Imagine the data set contains 2000 points. A brute-force search for the 3 nearest neighbors to one point does not take very long. But if the data set contains 2000000 points, a brute-force search can become quite costly, especially if the dimension of the data is large. Other search algorithms sacrifice an exhaustive search for a faster run time. Structures such as KDTrees (see https://en.wikipedia.org/wiki/K-d_tree) or Ball trees (see https://en.wikipedia.org/wiki/Ball_tree) are used for faster run times. While we won't dive into the details of these structures, be aware of them and how they can optimize your run time (although, training time does increase).

### Radius Neighbors Classifier

This is the same idea as a $k$ nearest neighbors classifier, but instead of finding the $k$ nearest neighbors, you find all the neighbors within a given radius. Setting the radius requires some domain knowledge; if your points are closely packed together, you'd want to use a smaller radius to avoid having nearly every point vote.

### K Neighbors Regressor
To change our problem from classification to regressing, all we have to do is find the weighted average of the $k$ nearest neighbors. Instead of taking the majority class, we calculate a weighted average of these nearest values, using the same weighting method as above.

Let's try predicting the area of tissue based on the other features using a $k$-neighbors regressor.

In [19]:
target = data.data[:,3]
X = data.data[:,[0,1,2,4,5,6,7,8]]
X_train, X_test, y_train, y_test = train_test_split(X, target, test_size=0.20, random_state=42)
reg = KNeighborsRegressor()
gridsearch = GridSearchCV(reg, {"n_neighbors": [1, 3, 5, 7, 9, 11], "weights": ['uniform', 'distance'], 
                                'p': [1, 2, 3]}, scoring='neg_mean_squared_error')
gridsearch.fit(X_train, y_train)
print("Best Params: {}".format(gridsearch.best_params_))
y_pred_train = gridsearch.predict(X_train)
y_pred_test = gridsearch.predict(X_test)
print("Train MSE: {}\tTest MSE: {}".format(mean_squared_error(y_train, y_pred_train),
                                           mean_squared_error(y_test, y_pred_test)))

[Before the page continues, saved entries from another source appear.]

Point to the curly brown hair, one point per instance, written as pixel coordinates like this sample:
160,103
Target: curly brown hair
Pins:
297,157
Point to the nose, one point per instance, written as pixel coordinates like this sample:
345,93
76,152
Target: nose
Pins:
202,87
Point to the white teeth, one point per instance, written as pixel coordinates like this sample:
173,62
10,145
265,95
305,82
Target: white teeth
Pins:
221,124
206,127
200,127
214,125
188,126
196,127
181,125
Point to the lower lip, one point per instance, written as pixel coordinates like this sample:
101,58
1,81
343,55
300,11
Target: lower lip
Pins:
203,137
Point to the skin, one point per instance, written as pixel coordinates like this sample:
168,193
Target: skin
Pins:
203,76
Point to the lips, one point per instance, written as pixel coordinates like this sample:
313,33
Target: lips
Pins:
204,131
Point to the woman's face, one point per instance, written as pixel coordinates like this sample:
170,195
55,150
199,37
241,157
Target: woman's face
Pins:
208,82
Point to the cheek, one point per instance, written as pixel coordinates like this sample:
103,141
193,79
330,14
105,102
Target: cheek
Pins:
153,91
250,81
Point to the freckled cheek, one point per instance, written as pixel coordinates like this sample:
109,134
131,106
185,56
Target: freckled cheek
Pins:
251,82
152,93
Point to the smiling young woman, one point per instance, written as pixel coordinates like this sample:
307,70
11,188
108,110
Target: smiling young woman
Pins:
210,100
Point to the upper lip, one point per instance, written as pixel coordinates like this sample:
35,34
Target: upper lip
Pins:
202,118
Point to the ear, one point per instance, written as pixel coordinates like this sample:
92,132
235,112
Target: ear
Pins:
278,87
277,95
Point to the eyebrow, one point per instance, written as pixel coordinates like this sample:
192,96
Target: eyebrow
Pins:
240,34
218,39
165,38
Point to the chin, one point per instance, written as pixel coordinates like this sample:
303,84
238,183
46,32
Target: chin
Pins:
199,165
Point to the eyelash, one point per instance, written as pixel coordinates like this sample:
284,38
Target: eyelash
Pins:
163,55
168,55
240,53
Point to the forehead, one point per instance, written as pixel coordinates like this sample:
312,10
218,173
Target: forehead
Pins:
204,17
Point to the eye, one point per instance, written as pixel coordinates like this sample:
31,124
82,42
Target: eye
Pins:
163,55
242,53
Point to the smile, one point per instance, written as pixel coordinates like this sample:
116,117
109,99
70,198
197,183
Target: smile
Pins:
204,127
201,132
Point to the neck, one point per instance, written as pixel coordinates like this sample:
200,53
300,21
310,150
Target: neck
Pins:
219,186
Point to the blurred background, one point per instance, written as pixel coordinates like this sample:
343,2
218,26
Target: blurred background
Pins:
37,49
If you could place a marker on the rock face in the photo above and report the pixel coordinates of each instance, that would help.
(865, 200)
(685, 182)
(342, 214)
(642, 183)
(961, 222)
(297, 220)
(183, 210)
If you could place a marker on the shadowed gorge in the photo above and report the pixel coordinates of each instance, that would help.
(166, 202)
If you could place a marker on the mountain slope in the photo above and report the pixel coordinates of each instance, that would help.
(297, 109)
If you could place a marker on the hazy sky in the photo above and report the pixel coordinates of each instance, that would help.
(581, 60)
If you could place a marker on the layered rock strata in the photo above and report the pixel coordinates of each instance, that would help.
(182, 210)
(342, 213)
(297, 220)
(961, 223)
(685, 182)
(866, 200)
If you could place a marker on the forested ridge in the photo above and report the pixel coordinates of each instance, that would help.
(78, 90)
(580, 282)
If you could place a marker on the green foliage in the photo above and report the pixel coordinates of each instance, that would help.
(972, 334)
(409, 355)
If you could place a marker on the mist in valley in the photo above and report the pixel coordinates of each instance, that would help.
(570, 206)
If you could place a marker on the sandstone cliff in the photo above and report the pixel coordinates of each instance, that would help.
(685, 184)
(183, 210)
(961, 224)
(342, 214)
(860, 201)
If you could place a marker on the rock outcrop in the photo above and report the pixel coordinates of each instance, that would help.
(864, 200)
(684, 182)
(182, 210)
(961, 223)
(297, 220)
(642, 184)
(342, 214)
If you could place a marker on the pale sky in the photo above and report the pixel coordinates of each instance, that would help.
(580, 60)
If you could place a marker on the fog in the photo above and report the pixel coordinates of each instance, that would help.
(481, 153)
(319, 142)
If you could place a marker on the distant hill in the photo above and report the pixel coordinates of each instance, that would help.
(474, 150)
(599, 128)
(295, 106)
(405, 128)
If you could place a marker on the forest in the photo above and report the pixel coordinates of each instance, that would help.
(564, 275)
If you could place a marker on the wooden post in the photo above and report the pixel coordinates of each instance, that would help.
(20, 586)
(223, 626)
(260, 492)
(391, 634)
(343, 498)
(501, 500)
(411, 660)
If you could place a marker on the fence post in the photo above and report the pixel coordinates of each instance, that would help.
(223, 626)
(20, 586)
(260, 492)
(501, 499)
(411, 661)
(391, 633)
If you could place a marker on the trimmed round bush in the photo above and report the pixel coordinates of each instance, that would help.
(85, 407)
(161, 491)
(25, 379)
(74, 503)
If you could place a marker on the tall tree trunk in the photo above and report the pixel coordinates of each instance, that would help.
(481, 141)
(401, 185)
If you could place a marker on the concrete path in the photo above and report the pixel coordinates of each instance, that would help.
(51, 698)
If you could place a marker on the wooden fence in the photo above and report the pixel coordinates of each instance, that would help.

Best Params: {'n_neighbors': 5, 'p': 1, 'weights': 'distance'}
Train MSE: 0.0	Test MSE: 878.1482686614424


### Outlier Detection
In $k$-nearest neighbors, the data is naturally clustered. Within these clusters, we can find the average distance between points (either exhaustively or from the centroid of the cluster). If we find a few points that are much farther than the average distance to other points or to the centroid, it is reasonable (but not always correct) to think they could be outliers. We can use this process on new data points as well.